Seeing Graphs Like Humans: Benchmarking Computational Measures and MLLMs for Similarity Assessment

TL;DR

The results demonstrate that MLLMs, particularly GPT-5, significantly outperform traditional measures in aligning with human graph similarity perception and provide interpretable rationales for their decisions, whereas Claude Sonnet 4.5 shows the best computational efficiency.

Abstract

Comparing graphs to identify similarities is a fundamental task in visual analytics of graph data. To support this, visual analytics systems frequently employ quantitative computational measures to provide automated guidance. However, it remains unclear how well these measures align with subjective human visual perception, thereby offering recommendations that conflict with analysts' intuitive judgments, potentially leading to confusion rather than reducing cognitive load. Multimodal Large Language Models (MLLMs), capable of visually interpreting graphs and explaining their reasoning in natural language, have emerged as a potential alternative to address this challenge. This paper bridges the gap between human and machine assessment of graph similarity through three interconnected experiments using a dataset of 1,881 node-link diagrams. Experiment 1 collects relative similarity judgments and rationales from 32 human participants, revealing consensus on graph similarity while prioritizing global shapes and edge densities over exact topological details. Experiment 2 benchmarks 16 computational measures against these human judgments, identifying Portrait divergence as the best-performing metric, though with only moderate alignment. Experiment 3 evaluates the potential of three state-of-the-art MLLMs (GPT-5, Gemini 2.5 Pro, Claude Sonnet 4.5) as perceptual proxies. The results demonstrate that MLLMs, particularly GPT-5, significantly outperform traditional measures in aligning with human graph similarity perception and provide interpretable rationales for their decisions, whereas Claude Sonnet 4.5 shows the best computational efficiency. Our findings suggest that MLLMs hold significant promise not only as effective, explainable proxies for human perception but also as intelligent guides that can uncover subtle nuances that might be overlooked by human analysts in visual analytics systems.

Figures (9)

• Figure 1: An overview of our research methodology, structured into three interconnected experiments designed to investigate graph comparison capabilities in humans and machines.
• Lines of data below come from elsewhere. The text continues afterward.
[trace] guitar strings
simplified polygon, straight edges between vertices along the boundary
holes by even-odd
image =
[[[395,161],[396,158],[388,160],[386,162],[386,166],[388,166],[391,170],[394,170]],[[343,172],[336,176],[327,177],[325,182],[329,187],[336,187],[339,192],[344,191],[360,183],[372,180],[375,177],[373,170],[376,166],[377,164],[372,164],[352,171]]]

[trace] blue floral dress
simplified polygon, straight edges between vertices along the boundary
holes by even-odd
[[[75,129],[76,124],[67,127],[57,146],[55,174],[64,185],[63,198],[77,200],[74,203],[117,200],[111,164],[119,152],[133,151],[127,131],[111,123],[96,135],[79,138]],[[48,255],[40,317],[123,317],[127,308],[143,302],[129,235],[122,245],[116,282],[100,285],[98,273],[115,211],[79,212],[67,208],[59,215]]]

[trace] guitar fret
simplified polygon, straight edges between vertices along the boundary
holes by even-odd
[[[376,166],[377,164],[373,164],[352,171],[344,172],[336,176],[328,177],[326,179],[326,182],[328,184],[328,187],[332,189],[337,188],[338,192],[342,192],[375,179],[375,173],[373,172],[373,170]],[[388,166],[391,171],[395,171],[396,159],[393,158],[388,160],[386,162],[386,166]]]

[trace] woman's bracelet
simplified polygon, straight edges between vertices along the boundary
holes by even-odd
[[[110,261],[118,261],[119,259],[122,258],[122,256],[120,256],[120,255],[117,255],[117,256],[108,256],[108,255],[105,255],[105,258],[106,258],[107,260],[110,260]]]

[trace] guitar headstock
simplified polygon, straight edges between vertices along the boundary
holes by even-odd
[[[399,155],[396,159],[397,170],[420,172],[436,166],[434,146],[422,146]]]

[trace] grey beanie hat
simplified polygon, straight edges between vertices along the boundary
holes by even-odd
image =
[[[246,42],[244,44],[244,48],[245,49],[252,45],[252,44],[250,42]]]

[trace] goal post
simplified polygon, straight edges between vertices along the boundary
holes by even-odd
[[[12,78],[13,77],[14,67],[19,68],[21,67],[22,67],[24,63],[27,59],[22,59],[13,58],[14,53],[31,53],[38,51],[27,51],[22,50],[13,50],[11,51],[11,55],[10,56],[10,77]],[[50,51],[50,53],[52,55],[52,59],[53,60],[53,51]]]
Experiment 1 assesses human competence in graph similarity assessment through indirect similarity measurements derived from visual perception (RQ1). Experiment 2 computes pairwise similarities using 16 distinct computational graph similarity measures and compares them with human decisions to determine the alignment between humans and machines (RQ2). Experiment 3 evaluates the relative graph similarity assessment capabilities of MLLMs, analyzing both their alignment with human perception and the interpretability of their reasoning (RQ3). Our results demonstrate that MLLMs exhibit a higher alignment with human judgment than computational measures, qualifying them as superior perceptual proxies. Furthermore, by providing interpretable decision rationales, they serve as a more effective method for assisting human analysts in graph comparison tasks.
• Figure 2: In this study, four different synthetic graph generation algorithms are utilized for stimuli generation. A) GNM algorithm randomly generates M edges between N nodes. B) BBA algorithm has power-law degree distributions of node degrees by connecting edges between new nodes to existing nodes with high degree barabasi1999emergence. C) NWS algorithm creates a ring over nodes and connections between their $k$ nearest neighbors newman1999renormalization. D) SBM algorithm partitions a graph into blocks of arbitrary sizes whose edges are placed between pairs of nodes holland1983stochastic.
• Figure 3: Node-link diagrams of a real-world graph drawn with three different graph layout algorithms utilized in this study. A) Force-directed layout (Fruchterman-Reingold) creates an aesthetically pleasing layout with uniform edge lengths by simulating a physical system where nodes act as repelling charged particles and edges act as attracting springs forcedirected. B) Circular layout positions all nodes equidistantly along the circumference of a circle, providing a structured view that highlights edge density and connectivity patterns across the graph circular. C) Multidimensional scaling layout (UMAP) projects the topological structure into a 2D space with the UMAP algorithm, effectively preserving both local neighborhood relationships and the global structural organization umap.
• Figure 4: The system employed in Experiment 1 is designed to collect human graph similarity judgment data. For each question, three node-link diagrams are presented. Participants answer the questions in the following order.1) The user selects the target graph that seems more similar to the central query graph. 2) Next, they choose and explain the decision criteria from the options below. 3) They then indicate their confidence in their choice. 4) The entire process must be completed within one minute. If additional clarification on the criteria is needed, the user can press the Help button to review the explanation.
• Figure 5: Accuracy distribution of participants in Experiment 1. The red dashed line represents the random chance level (0.5). Each dot represents an individual participant. Based on a one-sample t-test ($H_0 = 0.5$) for each participant, blue dots denote those who exhibited accuracy levels significantly above chance (28 out of 32, $p < .05$), while gray dots represent those whose performance was statistically indistinguishable from chance. These results demonstrate a robust human capacity to visually distinguish graph similarities.